Under ITP 2.2, persistent cookies created via document.cookie are set to expire in 24 hours if both of the following conditions are met:

  • The referring domain has been classified as having cross-site tracking capabilities.
  • The destination URL contains a query string or fragment identifier.

An image explaining the 1-Day Expiration of Tracking Cookies Set Via Link Decoration

If only one condition applies — for example, a URL has a query string but the referrer isn't classified as a tracker — first-party cookies created by document.cookie fall back to the ITP 2.1 limit of 7 days.

The practical effect: collecting a page visit or click from a campaign is generally fine, as that data is captured on arrival. Conversion tracking and multi-touch attribution suffer when the conversion happens more than 24 hours after the initial click.

ITP 2.3

On September 23, 2019, WebKit released ITP 2.3.

Following ITP 2.2's restriction on cookies created via link decoration, some AdTech and MarTech platforms shifted to using the browser's localStorage instead of cookies to store tracking data like click IDs. Unlike cookies, localStorage entries don't have a native expiry mechanism, which made this a useful workaround.

ITP 2.3 closed that gap. It now applies a 7-day expiry to all non-cookie storage — including localStorage — when the conditions from ITP 2.2 are met (classified tracker referrer with a decorated URL).

A few notes on this change:

  • If the user interacts with the website again within seven days, the expiry resets, allowing the data to persist for another seven days.
  • The 7-day limit on localStorage is less restrictive than the 1-day limit applied to first-party cookies in the same scenario, but it is still a meaningful constraint.
  • Future ITP versions could tighten this to 1 day, so platforms relying on localStorage as a long-term workaround should not consider it a permanent solution.

Changes to document.referrer

ITP 2.3 also addressed another workaround: some platforms were decorating their own outbound URLs rather than the destination URL, and then reading the tracking ID via document.referrer on the destination page.

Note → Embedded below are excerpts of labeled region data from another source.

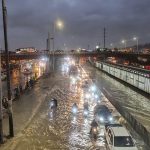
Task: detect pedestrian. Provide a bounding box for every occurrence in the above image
[2,96,8,109]
[19,84,23,93]
[25,81,29,89]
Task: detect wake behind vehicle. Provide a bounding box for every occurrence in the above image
[95,105,113,125]
[105,124,138,150]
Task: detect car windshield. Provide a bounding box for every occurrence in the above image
[114,136,134,147]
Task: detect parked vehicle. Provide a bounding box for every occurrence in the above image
[105,124,138,150]
[95,105,113,124]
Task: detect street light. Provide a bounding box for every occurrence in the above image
[51,19,64,72]
[0,0,14,138]
[133,37,139,53]
[121,40,127,50]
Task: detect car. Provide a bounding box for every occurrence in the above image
[95,104,113,125]
[105,124,138,150]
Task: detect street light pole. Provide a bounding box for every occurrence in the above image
[2,0,14,137]
[53,22,55,73]
[0,55,4,144]
[133,37,139,53]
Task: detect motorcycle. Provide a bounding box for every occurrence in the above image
[90,127,98,140]
[83,103,89,117]
[72,103,78,115]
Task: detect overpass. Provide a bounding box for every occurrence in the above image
[1,51,150,65]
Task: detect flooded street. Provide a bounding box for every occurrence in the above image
[0,58,148,150]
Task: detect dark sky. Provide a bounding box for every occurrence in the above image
[0,0,150,50]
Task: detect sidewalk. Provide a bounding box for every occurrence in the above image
[3,74,55,141]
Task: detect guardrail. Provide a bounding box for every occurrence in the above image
[95,62,150,94]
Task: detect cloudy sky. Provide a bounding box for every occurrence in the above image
[0,0,150,50]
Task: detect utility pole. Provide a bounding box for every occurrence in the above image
[47,32,50,51]
[104,28,106,49]
[2,0,14,137]
[0,54,4,144]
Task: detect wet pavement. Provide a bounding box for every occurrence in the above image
[0,58,148,150]
[83,64,150,150]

For example, a source page might produce a referrer like:

https://sub.social.example/some/path/?clickID=0123456789

Under ITP 2.3, when a destination page requests document.referrer for a classified tracker domain, only the top-level domain is returned — social.example — not the full path or query parameters.

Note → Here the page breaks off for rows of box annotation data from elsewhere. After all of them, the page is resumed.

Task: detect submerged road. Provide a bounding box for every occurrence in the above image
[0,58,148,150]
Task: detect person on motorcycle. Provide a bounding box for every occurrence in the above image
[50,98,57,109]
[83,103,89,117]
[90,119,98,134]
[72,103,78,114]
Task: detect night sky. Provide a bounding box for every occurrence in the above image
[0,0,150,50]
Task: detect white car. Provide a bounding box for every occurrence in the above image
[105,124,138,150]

Additional changes in ITP 2.3 include:

  • Updates to the Storage Access API behaviour.
  • An ITP debug mode for macOS Catalina.
  • A recommendation to use HttpOnly cookies for security-sensitive values (noting that HttpOnly cookies cannot be read by JavaScript).

ITP 2.3 shipped with Safari on iOS 13, iPadOS (beta), and Safari 13 on macOS Catalina, Mojave, and High Sierra.

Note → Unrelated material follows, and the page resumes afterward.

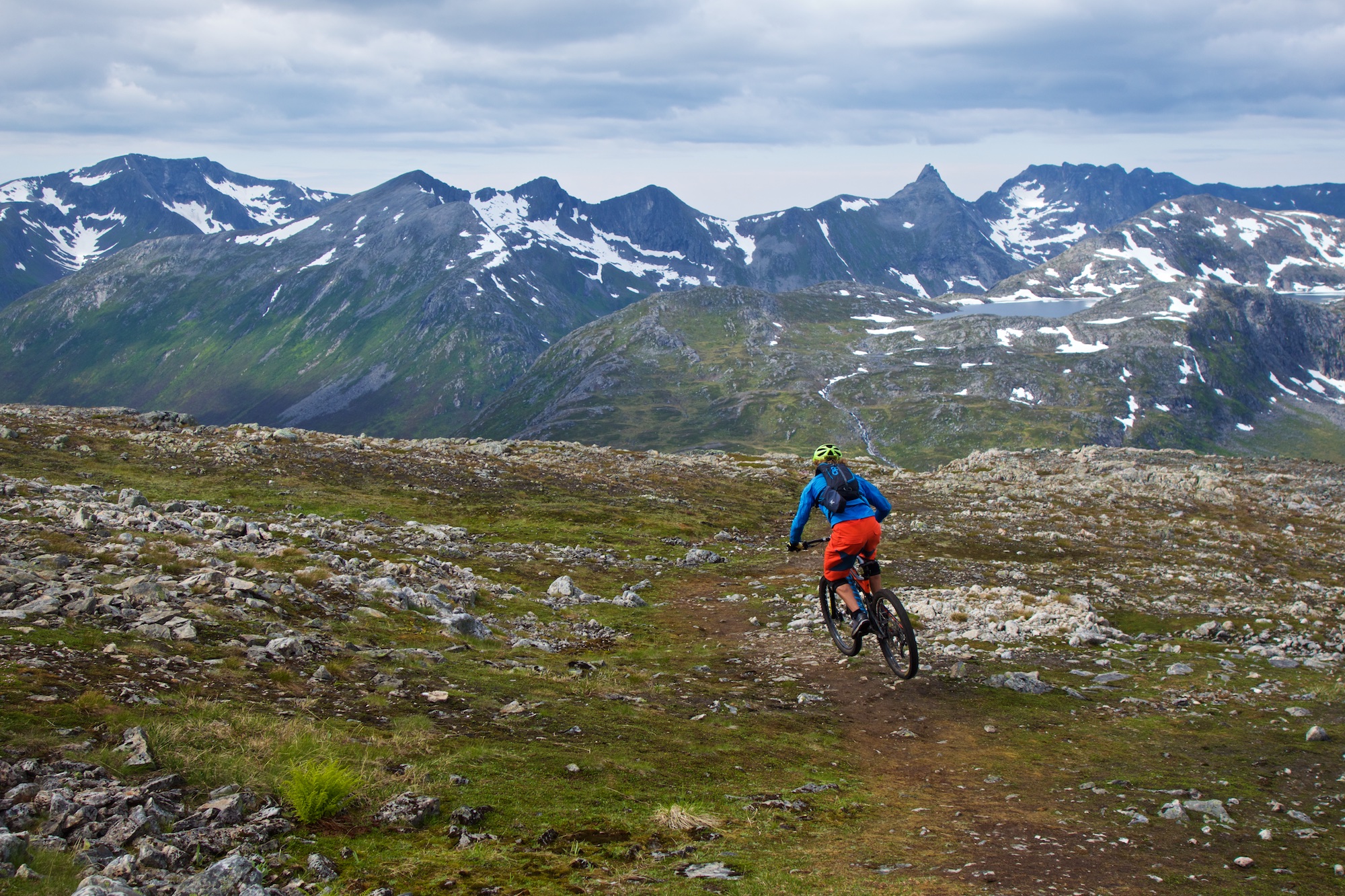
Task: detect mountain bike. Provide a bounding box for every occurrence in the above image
[803,538,920,678]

Across all versions, ITP represents a systematic effort to close one browser privacy gap at a time. Each release has responded to the workarounds that AdTech and MarTech vendors developed in response to the previous one. The pattern — restriction, workaround, tighter restriction — is unlikely to end, and any tracking architecture that depends on client-side cookie storage in Safari should be built with the assumption that the rules will continue to tighten. Server-side tracking and consent-based first-party data collection remain the most durable approaches for operating within Safari's constraints.